连续服务区设计和时间安排的深层实际选择政策 (A deep real options policy for sequential service region design and timing)

As various city agencies and mobility operators navigate toward innovative mobility solutions, there is a need for strategic flexibility in well-timed investment decisions in the design and timing of mobility service regions, i.e. cast as "real options" (RO). This problem becomes increasingly challenging with multiple interacting RO in such investments. We propose a scalable machine learning based RO framework for multi-period sequential service region design & timing problem for mobility-on-demand services, framed as a Markov decision process with non-stationary stochastic variables. A value function approximation policy from literature uses multi-option least squares Monte Carlo simulation to get a policy value for a set of interdependent investment decisions as deferral options (CR policy). The goal is to determine the optimal selection and timing of a set of zones to include in a service region. However, prior work required explicit enumeration of all possible sequences of investments. To address the combinatorial complexity of such enumeration, we propose a new variant "deep" RO policy using an efficient recurrent neural network (RNN) based ML method (CR-RNN policy) to sample sequences to forego the need for enumeration, making network design & timing policy tractable for large scale implementation. Experiments on multiple service region scenarios in New York City (NYC) shows the proposed policy substantially reduces the overall computational cost (time reduction for RO evaluation of > 90% of total investment sequences is achieved), with zero to near-zero gap compared to the benchmark. A case study of sequential service region design for expansion of MoD services in Brooklyn, NYC show that using the CR-RNN policy to determine optimal RO investment strategy yields a similar performance (0.5% within CR policy value) with significantly reduced computation time (about 5.4 times faster).

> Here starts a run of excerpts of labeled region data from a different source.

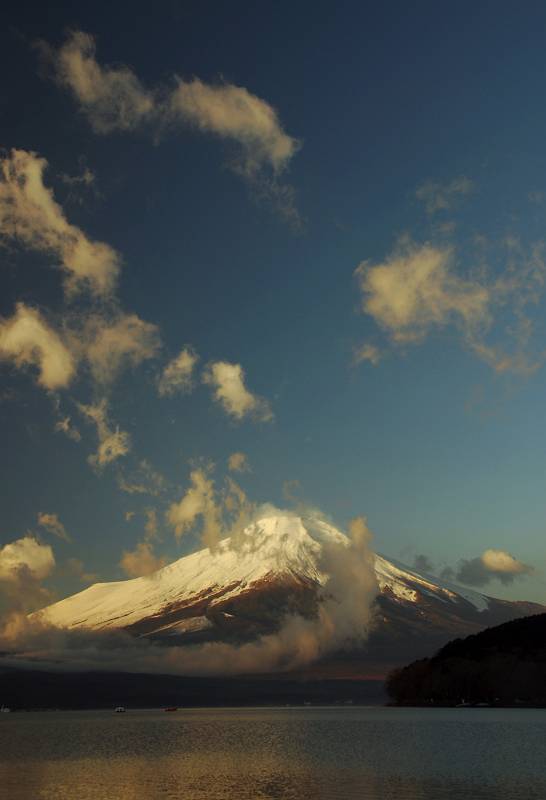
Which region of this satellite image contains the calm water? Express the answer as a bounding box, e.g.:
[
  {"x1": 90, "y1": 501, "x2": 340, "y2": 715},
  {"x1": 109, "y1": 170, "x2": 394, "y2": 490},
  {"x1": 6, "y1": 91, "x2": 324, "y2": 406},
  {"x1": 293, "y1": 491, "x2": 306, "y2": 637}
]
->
[{"x1": 0, "y1": 708, "x2": 546, "y2": 800}]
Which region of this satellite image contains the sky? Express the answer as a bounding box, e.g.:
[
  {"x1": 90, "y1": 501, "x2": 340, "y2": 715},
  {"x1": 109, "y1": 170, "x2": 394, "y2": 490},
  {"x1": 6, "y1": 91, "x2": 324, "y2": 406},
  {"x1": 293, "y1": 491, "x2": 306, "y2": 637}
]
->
[{"x1": 0, "y1": 0, "x2": 546, "y2": 605}]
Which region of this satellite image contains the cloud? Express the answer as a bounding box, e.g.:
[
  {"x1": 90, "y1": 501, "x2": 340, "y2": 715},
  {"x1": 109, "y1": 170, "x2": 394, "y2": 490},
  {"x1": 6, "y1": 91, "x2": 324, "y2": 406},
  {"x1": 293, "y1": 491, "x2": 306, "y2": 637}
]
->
[
  {"x1": 45, "y1": 31, "x2": 301, "y2": 216},
  {"x1": 203, "y1": 361, "x2": 273, "y2": 422},
  {"x1": 1, "y1": 507, "x2": 378, "y2": 675},
  {"x1": 413, "y1": 553, "x2": 434, "y2": 574},
  {"x1": 169, "y1": 78, "x2": 299, "y2": 176},
  {"x1": 118, "y1": 458, "x2": 167, "y2": 496},
  {"x1": 0, "y1": 150, "x2": 120, "y2": 296},
  {"x1": 158, "y1": 347, "x2": 199, "y2": 397},
  {"x1": 50, "y1": 31, "x2": 155, "y2": 133},
  {"x1": 55, "y1": 417, "x2": 82, "y2": 442},
  {"x1": 119, "y1": 541, "x2": 166, "y2": 578},
  {"x1": 59, "y1": 166, "x2": 96, "y2": 186},
  {"x1": 166, "y1": 465, "x2": 255, "y2": 551},
  {"x1": 228, "y1": 453, "x2": 251, "y2": 472},
  {"x1": 167, "y1": 469, "x2": 219, "y2": 545},
  {"x1": 355, "y1": 242, "x2": 492, "y2": 343},
  {"x1": 0, "y1": 303, "x2": 76, "y2": 391},
  {"x1": 81, "y1": 313, "x2": 161, "y2": 384},
  {"x1": 38, "y1": 511, "x2": 72, "y2": 542},
  {"x1": 353, "y1": 342, "x2": 381, "y2": 367},
  {"x1": 415, "y1": 175, "x2": 476, "y2": 216},
  {"x1": 57, "y1": 558, "x2": 99, "y2": 583},
  {"x1": 119, "y1": 508, "x2": 163, "y2": 578},
  {"x1": 455, "y1": 549, "x2": 534, "y2": 586},
  {"x1": 77, "y1": 398, "x2": 131, "y2": 469},
  {"x1": 0, "y1": 534, "x2": 55, "y2": 622},
  {"x1": 0, "y1": 535, "x2": 55, "y2": 581}
]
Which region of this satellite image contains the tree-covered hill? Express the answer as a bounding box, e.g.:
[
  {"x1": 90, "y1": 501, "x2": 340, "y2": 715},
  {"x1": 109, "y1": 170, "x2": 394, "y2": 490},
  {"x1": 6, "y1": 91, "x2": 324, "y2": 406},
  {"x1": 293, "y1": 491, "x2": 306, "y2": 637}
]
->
[{"x1": 387, "y1": 614, "x2": 546, "y2": 706}]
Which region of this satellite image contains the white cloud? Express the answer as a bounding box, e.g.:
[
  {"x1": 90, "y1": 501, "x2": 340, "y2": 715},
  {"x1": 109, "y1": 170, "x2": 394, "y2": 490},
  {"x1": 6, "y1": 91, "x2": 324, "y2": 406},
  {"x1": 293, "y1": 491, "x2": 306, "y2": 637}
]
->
[
  {"x1": 158, "y1": 347, "x2": 199, "y2": 397},
  {"x1": 353, "y1": 342, "x2": 381, "y2": 367},
  {"x1": 355, "y1": 243, "x2": 492, "y2": 343},
  {"x1": 51, "y1": 31, "x2": 155, "y2": 133},
  {"x1": 78, "y1": 398, "x2": 131, "y2": 469},
  {"x1": 118, "y1": 458, "x2": 167, "y2": 496},
  {"x1": 0, "y1": 535, "x2": 55, "y2": 582},
  {"x1": 170, "y1": 78, "x2": 299, "y2": 175},
  {"x1": 0, "y1": 303, "x2": 76, "y2": 390},
  {"x1": 167, "y1": 469, "x2": 218, "y2": 538},
  {"x1": 38, "y1": 511, "x2": 72, "y2": 542},
  {"x1": 228, "y1": 453, "x2": 250, "y2": 472},
  {"x1": 55, "y1": 417, "x2": 82, "y2": 442},
  {"x1": 481, "y1": 550, "x2": 532, "y2": 575},
  {"x1": 355, "y1": 238, "x2": 546, "y2": 376},
  {"x1": 46, "y1": 31, "x2": 300, "y2": 189},
  {"x1": 455, "y1": 549, "x2": 534, "y2": 586},
  {"x1": 203, "y1": 361, "x2": 273, "y2": 422},
  {"x1": 0, "y1": 150, "x2": 120, "y2": 295},
  {"x1": 80, "y1": 314, "x2": 161, "y2": 384},
  {"x1": 415, "y1": 175, "x2": 476, "y2": 216}
]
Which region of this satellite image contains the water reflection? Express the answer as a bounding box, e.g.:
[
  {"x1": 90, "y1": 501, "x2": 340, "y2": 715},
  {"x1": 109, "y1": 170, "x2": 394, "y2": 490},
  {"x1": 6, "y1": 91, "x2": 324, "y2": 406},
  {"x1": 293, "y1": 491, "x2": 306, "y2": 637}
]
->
[{"x1": 0, "y1": 708, "x2": 546, "y2": 800}]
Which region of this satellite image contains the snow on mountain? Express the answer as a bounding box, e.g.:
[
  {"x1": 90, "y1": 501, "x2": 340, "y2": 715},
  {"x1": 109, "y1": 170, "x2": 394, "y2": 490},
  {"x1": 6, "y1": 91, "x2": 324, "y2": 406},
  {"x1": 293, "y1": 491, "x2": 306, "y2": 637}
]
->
[{"x1": 37, "y1": 513, "x2": 545, "y2": 670}]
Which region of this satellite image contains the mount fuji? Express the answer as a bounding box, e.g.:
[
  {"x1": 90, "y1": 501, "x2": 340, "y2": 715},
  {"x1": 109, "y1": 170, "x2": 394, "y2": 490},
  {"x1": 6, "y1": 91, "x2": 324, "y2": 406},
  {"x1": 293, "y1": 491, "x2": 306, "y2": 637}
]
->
[{"x1": 33, "y1": 512, "x2": 546, "y2": 678}]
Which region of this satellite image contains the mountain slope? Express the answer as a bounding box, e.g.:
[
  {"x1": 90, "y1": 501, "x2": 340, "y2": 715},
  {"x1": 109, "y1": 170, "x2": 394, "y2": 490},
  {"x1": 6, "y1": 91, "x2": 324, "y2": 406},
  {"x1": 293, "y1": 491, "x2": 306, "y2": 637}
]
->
[{"x1": 39, "y1": 514, "x2": 546, "y2": 675}]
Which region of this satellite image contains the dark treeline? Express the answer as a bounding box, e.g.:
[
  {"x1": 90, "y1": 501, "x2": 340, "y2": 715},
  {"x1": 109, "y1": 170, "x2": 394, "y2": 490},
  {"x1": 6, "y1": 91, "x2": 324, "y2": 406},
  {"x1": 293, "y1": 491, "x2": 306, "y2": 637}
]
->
[
  {"x1": 386, "y1": 614, "x2": 546, "y2": 706},
  {"x1": 0, "y1": 670, "x2": 385, "y2": 710}
]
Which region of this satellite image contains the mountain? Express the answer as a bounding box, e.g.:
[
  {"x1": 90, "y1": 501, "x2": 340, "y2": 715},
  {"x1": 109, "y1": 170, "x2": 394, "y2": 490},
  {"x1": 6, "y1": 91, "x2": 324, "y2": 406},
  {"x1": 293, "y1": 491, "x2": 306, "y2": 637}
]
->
[
  {"x1": 387, "y1": 614, "x2": 546, "y2": 707},
  {"x1": 38, "y1": 513, "x2": 546, "y2": 678}
]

翻译：随着各城市机构和流动运营商走向创新的流动性解决方案,在流动服务区域设计和时间安排方面,需要具有战略灵活性,即作为“现实选项”(RO)在设计和时间安排良好的投资决策中,在流动服务区域设计和时间安排方面,需要有战略灵活性。在这种投资区域中,随着多周期连续服务区域设计和时间安排问题,我们提出一个可扩缩的机器学习RO框架,用于多周期连续服务区域设计和时间安排问题,这个框架是带有非静止随机变量的Markov决策程序。文献的扩展政策使用多选项最小方的蒙特卡洛模拟,以获得一套相互依存的投资决策的政策价值,作为延迟选项(CRR政策)。目标是确定一组区域的最佳选择和时间安排,以便纳入服务区域。然而,我们建议采用新的变式“深度”RO政策,使用高效的经常性网络(RC-NNN) 方法(C-NNP政策) 来抽样顺序,以接近直线投资选择一系列的投资决策值(MRC),让网络设计整个投资区域预算周期的计算大幅降低成本。